Of course we cannot always share details about our work with customers, but nevertheless it is nice to show our achievements and share some solutions.
Our monitoring informed me about a HTTP 500 error from a central reverse proxy running with Nginx. Checking the error logs revealed the following issue:
2019/05/09 08:43:35 [crit] 25655#0: *524505514 open() "/usr/share/nginx/html/50x.html" failed (24: Too many open files)
2019/05/09 09:04:27 [alert] 28720#0: *59757 socket() failed (24: Too many open files) while connecting to upstream,
This basically means that the Nginx process had too many files open, which could also be checked on the Nginx status page. Here the graph from check_nginx_status.pl:
The default is set to a limit of 4096 files per (worker) process, which can be seen in /etc/default/nginx:
# cat /etc/default/nginx
# Note: You may want to look at the following page before setting the ULIMIT.

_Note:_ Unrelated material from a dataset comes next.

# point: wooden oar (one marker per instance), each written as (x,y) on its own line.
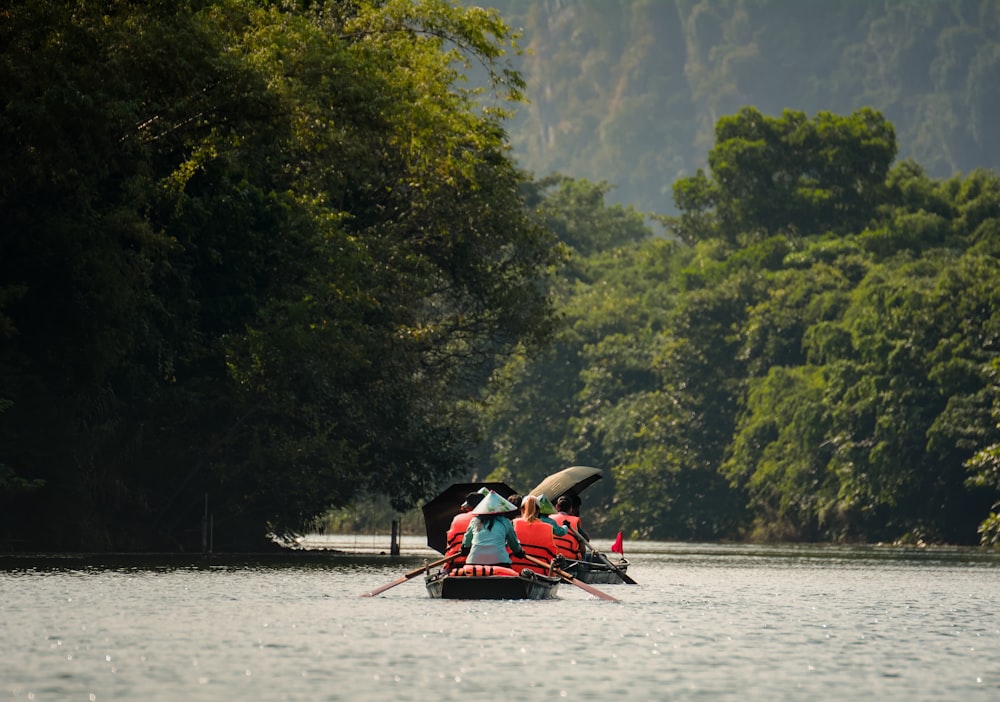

# Set the ulimit variable if you need defaults to change.
# Example: ULIMIT="-n 4096"
However don't be fooled. Changing this file doesn't help. Instead this needs to be set in /etc/security/limits.conf:
# tail /etc/security/limits.conf
#@faculty hard nproc 50
#ftp hard nproc 0
#ftp - chroot /ftp
#@student - maxlogins 4
# Added Nginx limits
nginx soft nofile 30000
nginx hard nofile 50000
# End of file
Here a soft limit of 30k and a hard limit of 50k files are defined per nginx process.
Note: I tried this here with www-data first (the user under which Nginx runs), but this didn't work. Although a user name could be used as a "domain" in this config file...
Additionally Nginx should be told how many files can be opened. In the main config file /etc/nginx/nginx.conf add:
# head /etc/nginx/nginx.conf
# 2019-05-09 Increase open files
After a service nginx restart the limits of the worker processes can be checked:
# ps auxf | grep nginx
root 7027 0.0 0.3 103620 13348 ? Ss 09:21 0:00 nginx: master process /usr/sbin/nginx
www-data 7028 8.6 1.0 127900 40724 ? R 09:21 2:37 \_ nginx: worker process
www-data 7029 8.9 1.0 127488 40536 ? S 09:21 2:44 \_ nginx: worker process
www-data 7031 9.5 1.0 127792 40896 ? S 09:21 2:53 \_ nginx: worker process
www-data 7032 8.1 1.0 128472 41244 ? S 09:21 2:29 \_ nginx: worker process
# cat /proc/7028/limits | grep "open files"
Max open files 30000 30000 files
The "too many open files" errors disappeared from the Nginx logs after this change.
But what did cause this sudden problem? As you can see in the graph above this Writing (and Waiting) connections suddenly sharply increased. It turned out that an upstream server behind this reverse proxy did not work anymore and this particular virtual host received a lot of traffic, causing general slowness and holding files open while waiting for a timeout from Nginx (504 in this case).